Center for American Progress

RELEASE: With Kerry in London for Anti-Corruption Summit, U.S. Has Opportunity to Increase its Own Financial Transparency and Lead International Anti-Corruption Efforts
Press Release

RELEASE: With Kerry in London for Anti-Corruption Summit, U.S. Has Opportunity to Increase its Own Financial Transparency and Lead International Anti-Corruption Efforts

Washington, D.C. — This week, U.S. Secretary of State John Kerry will attend an international anti-corruption summit in London. In light of the recent Panama Papers leak revealing the extent to which the global financial system—and offshore shell companies in particular—are exploited by criminals, terrorists, and corrupt officials, the summit offers an opportunity to strengthen global efforts to curb these abuses. In a column released today, the Center for American Progress highlights ways in which the United States could lead the global effort against corruption by first ensuring that it tackles financial opacity at home.
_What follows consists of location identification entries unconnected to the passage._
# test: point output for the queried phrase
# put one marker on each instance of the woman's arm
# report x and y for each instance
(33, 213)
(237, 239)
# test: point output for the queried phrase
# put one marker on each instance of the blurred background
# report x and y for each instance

“The Panama Papers have shown the many completely legal ways kleptocrats and criminals hide dirty money within the international financial system,” said Molly Elgin-Cossart, CAP Senior Fellow and co-author of the column. “Loopholes—including in U.S. laws and regulations—enable corruption that eats away at economic development, starves treasuries of desperately needed revenue, destroys trust in government, and ultimately endangers national security. The United States has the potential to provide global leadership in catalyzing greater transparency and strengthening the global financial system, but it must first exorcise its own demons.”

The column calls for robust legislation to provide the right tools and vigilant enforcement required to prevent corruption. But, lacking that, it outlines several ways in which the United States could still make improvements and get its own house in order. Those include finalizing Securities and Exchange Commission rules for the public disclosure of payment information among natural resource investors; requiring beneficial ownership transparency for federal contractors; and supporting and strengthening regional anti-corruption bodies and the enforcement of the Organization for Economic Cooperation and Development Anti-Bribery Convention.